All of this fits perfectly in the definition of manufacturer under the MDD, defined as “the natural or legal person with responsibility for the design, manufacture, packaging and labelling of a device before it is placed on the market under his own name, regardless of whether these operations are carried out by that person himself or on his behalf by a third party.”
An important point is that the FDA urges manufacturers of applications that do not meet the definition of ‘device’ still apply a quality system to the design and development. A standard that would work for the EU is the EN 62304 standard on life cycle requirements for medical devices software harmonised under the MDD.

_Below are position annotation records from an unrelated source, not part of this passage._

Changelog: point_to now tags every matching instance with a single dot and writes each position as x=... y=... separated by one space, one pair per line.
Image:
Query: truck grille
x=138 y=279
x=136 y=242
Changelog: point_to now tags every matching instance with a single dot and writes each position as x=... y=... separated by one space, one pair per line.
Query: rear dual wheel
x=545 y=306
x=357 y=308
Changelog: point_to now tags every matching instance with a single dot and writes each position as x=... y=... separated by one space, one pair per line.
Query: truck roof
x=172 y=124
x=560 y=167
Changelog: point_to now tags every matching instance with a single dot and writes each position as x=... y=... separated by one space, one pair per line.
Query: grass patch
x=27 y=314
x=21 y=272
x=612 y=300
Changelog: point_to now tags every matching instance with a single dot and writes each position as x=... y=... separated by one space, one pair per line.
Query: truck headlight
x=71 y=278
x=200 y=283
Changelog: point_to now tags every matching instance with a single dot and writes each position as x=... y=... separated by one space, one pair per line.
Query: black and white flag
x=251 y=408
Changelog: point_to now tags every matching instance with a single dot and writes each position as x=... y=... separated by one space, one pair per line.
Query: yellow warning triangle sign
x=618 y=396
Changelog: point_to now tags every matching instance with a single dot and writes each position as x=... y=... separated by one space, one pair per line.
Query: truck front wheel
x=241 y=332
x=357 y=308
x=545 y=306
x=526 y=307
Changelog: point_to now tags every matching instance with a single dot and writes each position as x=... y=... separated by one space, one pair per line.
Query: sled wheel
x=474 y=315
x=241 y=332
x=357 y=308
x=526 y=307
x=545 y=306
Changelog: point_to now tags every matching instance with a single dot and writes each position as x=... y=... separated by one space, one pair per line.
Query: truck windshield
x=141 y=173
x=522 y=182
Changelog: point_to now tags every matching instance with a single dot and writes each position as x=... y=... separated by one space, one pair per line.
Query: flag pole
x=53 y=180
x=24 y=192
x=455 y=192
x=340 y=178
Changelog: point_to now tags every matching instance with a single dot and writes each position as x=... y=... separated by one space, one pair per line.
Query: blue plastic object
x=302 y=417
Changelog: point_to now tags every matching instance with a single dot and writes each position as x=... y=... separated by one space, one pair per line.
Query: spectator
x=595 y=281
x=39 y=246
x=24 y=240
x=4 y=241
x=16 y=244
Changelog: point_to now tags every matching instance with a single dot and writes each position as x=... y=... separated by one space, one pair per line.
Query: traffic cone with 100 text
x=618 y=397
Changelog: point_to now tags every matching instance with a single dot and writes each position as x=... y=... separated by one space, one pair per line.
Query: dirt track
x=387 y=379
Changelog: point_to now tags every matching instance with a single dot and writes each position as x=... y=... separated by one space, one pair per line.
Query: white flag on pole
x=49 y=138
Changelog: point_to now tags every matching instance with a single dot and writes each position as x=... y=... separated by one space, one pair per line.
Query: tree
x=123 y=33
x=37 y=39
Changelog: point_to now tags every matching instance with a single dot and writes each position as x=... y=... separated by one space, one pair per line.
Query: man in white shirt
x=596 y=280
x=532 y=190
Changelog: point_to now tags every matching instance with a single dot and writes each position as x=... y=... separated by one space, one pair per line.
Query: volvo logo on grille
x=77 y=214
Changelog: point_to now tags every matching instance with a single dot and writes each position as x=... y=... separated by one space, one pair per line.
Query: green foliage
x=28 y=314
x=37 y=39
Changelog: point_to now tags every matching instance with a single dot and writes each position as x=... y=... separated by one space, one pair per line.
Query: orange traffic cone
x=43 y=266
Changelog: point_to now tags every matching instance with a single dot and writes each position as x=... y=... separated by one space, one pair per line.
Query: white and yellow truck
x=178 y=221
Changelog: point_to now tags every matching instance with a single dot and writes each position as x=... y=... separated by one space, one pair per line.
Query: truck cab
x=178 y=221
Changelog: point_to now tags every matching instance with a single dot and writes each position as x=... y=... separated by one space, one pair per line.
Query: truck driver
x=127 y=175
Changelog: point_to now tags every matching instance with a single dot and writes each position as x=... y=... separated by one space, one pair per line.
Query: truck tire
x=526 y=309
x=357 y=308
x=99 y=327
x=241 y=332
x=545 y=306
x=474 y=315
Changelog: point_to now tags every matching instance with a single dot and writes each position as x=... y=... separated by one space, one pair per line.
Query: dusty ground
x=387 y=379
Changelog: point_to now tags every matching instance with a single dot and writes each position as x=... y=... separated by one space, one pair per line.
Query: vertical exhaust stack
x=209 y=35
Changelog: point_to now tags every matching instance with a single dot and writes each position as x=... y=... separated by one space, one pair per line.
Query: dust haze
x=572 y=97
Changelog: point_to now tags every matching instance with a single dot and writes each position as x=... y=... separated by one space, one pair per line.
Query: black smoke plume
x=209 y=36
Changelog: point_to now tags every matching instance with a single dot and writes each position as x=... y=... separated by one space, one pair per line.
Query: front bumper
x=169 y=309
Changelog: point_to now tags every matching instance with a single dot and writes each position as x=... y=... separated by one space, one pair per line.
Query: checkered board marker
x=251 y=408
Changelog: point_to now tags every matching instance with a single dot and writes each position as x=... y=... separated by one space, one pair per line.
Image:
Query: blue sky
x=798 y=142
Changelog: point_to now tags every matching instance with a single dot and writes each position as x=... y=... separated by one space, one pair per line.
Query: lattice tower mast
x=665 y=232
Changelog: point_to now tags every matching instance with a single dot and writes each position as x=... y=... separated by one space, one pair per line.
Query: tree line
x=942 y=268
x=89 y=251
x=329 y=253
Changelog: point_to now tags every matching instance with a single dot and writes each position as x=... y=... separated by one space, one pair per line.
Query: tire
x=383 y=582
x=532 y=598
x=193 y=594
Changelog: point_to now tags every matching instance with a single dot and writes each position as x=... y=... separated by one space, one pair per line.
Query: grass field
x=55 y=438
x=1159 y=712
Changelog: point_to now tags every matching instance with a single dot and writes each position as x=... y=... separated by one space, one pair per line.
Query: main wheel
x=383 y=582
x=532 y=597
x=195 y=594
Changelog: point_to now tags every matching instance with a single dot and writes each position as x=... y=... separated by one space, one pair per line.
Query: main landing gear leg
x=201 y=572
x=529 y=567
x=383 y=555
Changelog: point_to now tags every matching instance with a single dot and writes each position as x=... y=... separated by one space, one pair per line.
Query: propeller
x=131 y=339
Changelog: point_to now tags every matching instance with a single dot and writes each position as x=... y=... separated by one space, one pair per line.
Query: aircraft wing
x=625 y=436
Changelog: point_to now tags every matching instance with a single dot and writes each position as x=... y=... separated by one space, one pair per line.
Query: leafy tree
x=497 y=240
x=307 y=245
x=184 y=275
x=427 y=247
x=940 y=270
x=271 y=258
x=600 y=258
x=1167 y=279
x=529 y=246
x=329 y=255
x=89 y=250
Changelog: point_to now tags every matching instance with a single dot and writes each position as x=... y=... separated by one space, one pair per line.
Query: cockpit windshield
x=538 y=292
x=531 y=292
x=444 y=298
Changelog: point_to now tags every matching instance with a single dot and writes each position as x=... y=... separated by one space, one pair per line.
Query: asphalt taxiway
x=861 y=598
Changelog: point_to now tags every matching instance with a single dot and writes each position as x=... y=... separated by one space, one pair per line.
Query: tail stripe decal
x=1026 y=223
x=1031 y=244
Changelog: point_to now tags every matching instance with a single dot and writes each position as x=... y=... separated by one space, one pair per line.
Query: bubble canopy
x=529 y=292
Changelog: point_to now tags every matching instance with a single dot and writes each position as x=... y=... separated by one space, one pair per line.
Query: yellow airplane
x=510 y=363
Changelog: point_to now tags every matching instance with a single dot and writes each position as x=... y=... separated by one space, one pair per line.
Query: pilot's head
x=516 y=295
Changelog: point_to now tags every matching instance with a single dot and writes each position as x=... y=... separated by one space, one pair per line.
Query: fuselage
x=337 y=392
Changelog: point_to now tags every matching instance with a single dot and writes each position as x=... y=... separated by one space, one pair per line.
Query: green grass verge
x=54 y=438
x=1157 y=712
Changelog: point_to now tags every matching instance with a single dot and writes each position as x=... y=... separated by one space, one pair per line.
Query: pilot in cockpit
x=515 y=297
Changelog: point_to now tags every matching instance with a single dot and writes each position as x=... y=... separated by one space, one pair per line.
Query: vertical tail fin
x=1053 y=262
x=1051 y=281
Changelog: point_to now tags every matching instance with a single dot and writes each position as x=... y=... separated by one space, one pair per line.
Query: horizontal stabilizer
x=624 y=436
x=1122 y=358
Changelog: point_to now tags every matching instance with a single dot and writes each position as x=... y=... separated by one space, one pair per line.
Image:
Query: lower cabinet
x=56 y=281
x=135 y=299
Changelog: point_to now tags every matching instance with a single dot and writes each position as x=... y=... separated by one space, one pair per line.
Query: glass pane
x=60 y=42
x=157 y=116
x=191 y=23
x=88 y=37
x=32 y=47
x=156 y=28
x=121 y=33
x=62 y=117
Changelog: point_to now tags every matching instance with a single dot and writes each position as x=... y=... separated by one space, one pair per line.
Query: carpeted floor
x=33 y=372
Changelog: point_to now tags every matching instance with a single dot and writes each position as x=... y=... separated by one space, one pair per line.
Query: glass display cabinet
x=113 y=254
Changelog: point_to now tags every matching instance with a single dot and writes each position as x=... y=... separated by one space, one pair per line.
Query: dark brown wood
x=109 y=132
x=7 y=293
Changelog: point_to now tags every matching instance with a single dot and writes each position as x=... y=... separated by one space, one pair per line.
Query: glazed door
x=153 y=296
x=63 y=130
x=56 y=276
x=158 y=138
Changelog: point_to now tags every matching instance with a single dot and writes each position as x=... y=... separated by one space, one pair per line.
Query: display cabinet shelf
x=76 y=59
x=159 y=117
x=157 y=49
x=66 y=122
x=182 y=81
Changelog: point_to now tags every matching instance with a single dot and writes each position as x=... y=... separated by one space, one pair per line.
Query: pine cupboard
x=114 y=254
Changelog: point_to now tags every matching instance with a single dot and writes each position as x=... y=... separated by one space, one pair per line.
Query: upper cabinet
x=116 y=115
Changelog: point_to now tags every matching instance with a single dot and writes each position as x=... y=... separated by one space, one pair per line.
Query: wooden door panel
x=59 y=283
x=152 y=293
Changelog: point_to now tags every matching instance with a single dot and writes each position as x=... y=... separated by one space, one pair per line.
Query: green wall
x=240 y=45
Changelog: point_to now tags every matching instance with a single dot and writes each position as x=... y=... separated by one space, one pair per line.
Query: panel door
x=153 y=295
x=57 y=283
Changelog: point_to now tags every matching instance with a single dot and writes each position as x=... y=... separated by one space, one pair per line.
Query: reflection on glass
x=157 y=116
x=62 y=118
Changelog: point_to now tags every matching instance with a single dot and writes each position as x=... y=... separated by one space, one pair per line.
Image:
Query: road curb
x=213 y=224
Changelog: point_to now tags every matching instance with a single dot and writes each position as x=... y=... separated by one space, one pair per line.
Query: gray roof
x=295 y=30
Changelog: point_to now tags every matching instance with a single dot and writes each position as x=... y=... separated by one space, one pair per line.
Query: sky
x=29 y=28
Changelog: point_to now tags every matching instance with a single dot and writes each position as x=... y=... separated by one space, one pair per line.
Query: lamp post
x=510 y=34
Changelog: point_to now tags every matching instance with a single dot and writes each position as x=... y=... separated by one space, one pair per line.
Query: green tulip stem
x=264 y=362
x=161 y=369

A very important final point in the draft guidance is that the FDA expects distributors of mobile medical apps who may or may not be a platform or service provider will cooperate with manufacturers in conducting corrections and removal actions and requires medical app manufacturers to make timely reports of corrections and removals made to reduce a health risk or remedy a violation of the FD&C Act that presents a health risk, and to keep records regarding other corrections and removals. In EU wording: the manufacturer must exercise control over its supply chain and be able to implement Field Safety Corrective Action through its supply chain, while the supply chain is expected to cooperate. This is a very important point, because in my experience manufacturers distributing apps via larger stores will have no control whatsoever over these stores, like the iTunes Store or the Android Market. They will have very limited options to implement field safety corrective action (in US wording: recall) in case of serious issues. If the FDA and the EU authorities are serious on safety in this respect, they should require design functionality that gives the manufacturer sufficient reach through to the user (e.g. by means of push messages to discontinue use or to upgrade the app to a new version), but also make it clear to the middle men that they have a duty to cooperate as they may be facilitating illegal / unsafe medical devices. In the EU that would mean that the store would for example lose its ‘only intermediary’ immunity under the e-Commerce directive.
A lot more can be said about the subject, like how to implement in practice all the consequences of a mobile app being regulated as medical device in practice but I will leave it at this for the moment. In any event this draft guidance should be welcomed on both sides of the Atlantic and the EU should use it to its advantage to take a much-needed and due step in the clarification of its regulation of software under the MDD.